Lifestyle means attracting the viewers who might not know a wok from a waffle but who just might tune in for cuisine-themed travel shows like “Follow That Food,” “Keith Famie’s Adventures” and “A Cook’s Tour,” all of which debuted this past month.
Mr. Rockmore is a veteran marketer but is new to the television industry, having joined Food just 18 months ago. At Godiva Chocolatier, he was responsible for global brand stewardship and interactive marketing and strategy. At Hasbro’s Parker Brothers division, Mr. Rockmore was a product manager, and at General Mills he worked in new product development and marketing.
Mr. Rockmore brings the insights he honed promoting packaged goods to the network. To that end, he has been whipping up witty promotions, such as April’s upcoming Couch Potato Sweepstakes, which he has coupled with a diet of all potato-related programs. He also practices what he calls guerrilla marketing.
The sweepstakes prizes will include a trip to Idaho and a year’s supply of fries, as well as a home-entertainment system; the couch-potato promotional campaign will include the expected network radio and magazine ad buys, as well as ads on the outside of bags of potatoes sold by Wal-Mart and Albertson’s in 15 markets.

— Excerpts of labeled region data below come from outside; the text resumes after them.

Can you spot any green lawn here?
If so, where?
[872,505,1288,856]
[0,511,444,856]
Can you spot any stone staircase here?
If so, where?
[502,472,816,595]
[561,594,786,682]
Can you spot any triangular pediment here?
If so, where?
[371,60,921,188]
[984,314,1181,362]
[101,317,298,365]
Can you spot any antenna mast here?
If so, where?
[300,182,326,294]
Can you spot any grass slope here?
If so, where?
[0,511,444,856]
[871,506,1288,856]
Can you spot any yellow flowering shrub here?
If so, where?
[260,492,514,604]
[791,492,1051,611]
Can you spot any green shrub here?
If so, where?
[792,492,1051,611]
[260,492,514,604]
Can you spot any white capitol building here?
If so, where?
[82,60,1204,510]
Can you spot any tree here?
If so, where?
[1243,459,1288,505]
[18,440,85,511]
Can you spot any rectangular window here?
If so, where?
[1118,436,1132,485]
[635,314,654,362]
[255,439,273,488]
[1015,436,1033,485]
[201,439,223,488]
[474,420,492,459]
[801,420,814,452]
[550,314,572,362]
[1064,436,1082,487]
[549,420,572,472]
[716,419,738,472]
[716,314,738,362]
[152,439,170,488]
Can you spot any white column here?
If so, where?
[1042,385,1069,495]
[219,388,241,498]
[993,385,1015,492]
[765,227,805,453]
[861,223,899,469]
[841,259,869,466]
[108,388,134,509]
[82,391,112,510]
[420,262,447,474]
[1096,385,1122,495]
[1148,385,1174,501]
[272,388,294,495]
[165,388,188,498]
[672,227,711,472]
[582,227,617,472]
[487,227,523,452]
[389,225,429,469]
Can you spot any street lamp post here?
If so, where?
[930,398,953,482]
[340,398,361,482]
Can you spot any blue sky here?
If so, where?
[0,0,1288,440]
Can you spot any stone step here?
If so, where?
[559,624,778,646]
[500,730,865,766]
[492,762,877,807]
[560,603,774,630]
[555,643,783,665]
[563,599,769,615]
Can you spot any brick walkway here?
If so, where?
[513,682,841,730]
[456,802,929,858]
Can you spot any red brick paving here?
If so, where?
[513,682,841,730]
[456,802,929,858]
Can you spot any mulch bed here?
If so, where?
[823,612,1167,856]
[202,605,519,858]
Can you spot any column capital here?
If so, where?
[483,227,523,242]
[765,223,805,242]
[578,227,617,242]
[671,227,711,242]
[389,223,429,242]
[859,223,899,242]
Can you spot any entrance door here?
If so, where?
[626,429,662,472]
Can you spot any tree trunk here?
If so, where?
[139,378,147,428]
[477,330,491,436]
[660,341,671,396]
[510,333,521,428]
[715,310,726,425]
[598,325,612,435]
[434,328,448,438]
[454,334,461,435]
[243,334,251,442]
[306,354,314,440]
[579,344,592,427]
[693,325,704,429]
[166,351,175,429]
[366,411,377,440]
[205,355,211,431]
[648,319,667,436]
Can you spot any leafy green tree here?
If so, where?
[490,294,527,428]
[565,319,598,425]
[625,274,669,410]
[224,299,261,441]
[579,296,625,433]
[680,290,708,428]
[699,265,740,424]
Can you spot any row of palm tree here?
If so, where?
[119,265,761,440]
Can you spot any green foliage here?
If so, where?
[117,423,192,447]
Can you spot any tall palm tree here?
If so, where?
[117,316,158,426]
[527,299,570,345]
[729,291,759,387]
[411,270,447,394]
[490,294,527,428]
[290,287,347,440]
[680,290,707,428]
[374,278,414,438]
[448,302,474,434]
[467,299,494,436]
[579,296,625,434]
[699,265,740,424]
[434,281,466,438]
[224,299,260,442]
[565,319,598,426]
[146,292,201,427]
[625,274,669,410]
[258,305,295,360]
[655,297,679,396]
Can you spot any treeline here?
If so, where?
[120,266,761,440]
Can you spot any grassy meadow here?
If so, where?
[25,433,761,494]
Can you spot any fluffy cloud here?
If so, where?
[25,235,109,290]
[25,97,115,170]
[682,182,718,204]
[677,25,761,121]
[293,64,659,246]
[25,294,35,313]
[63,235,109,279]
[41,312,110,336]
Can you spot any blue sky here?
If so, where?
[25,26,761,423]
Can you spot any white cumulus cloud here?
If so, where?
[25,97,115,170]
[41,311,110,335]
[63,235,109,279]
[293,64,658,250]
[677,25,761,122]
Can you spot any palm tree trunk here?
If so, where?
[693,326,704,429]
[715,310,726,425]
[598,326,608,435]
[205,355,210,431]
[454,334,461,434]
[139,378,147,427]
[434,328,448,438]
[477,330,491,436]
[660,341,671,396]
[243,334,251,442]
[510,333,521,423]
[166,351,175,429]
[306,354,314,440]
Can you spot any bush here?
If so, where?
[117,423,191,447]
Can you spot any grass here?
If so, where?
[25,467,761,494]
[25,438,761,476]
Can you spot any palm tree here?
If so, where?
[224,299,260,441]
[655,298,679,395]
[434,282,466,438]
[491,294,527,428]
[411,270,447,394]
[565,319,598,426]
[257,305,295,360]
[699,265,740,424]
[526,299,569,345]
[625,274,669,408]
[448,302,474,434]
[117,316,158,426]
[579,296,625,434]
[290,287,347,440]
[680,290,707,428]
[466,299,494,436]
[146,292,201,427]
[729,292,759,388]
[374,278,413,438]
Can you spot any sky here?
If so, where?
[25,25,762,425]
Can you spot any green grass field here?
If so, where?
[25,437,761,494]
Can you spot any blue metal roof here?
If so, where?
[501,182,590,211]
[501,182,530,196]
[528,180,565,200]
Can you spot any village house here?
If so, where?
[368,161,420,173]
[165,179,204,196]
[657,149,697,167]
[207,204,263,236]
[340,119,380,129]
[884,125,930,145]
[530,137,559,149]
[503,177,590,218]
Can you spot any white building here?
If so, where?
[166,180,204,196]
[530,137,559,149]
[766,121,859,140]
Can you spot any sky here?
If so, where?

Mr. Rockmore also will be dispatching guerrilla marketing “street teams” for “life intercepts.” In the past, the small groups have turned up dressed as chefs, complete with tall toques blanches (or chefs’ hats, for the French-challenged), in places like Grand Central Station or at the Indianapolis 500 and at pro basketball and football games, where they have engaged passers-by in impromptu food quizzes, given out branded goodies or held tailgate parties. They’ve also driven up in front of trendy Manhattan nightspots in their Food-branded SUVs, using megaphones to urge the patrons to come on out.
In June and July, Food’s “Unwrapped”-a weekly food-is-pop-culture series that delves into the history behind classic American treats, from Tootsie Rolls to wax lips-gets a promotional marketing push that will include handing out branded lunchboxes filled with “retro” candy and an “Unwrapped” trivia radio contest. And in the fourth quarter, it will be Food’s “Emeril” franchise that will get the promo treatment.
“I’m used to building brands,” Mr. Rockmore said. “You build it with emotional connections. … My background has been more about the skill than the category.”
That said, there are some connections between his former life and his present one. “At Godiva, you had a brand where people just gushed when you talked to them about it,” he said. “This network is very similar.”
Godiva’s customers were either “gifters” or consumers, whether just occasional or confirmed chocoholics. “The similarity with Food Network is that you have people who are core foodies,” Mr. Rockmore said.
But the network has moved well beyond its core audience. It no longer skews heavily female, Mr. Rockmore said; instead it is “pretty evenly split.” Food sells the adults 25 to 54 demo, and it touts the urban orientation and high income level of its viewers, he said. “Households with kids make up about 40 percent of the network.”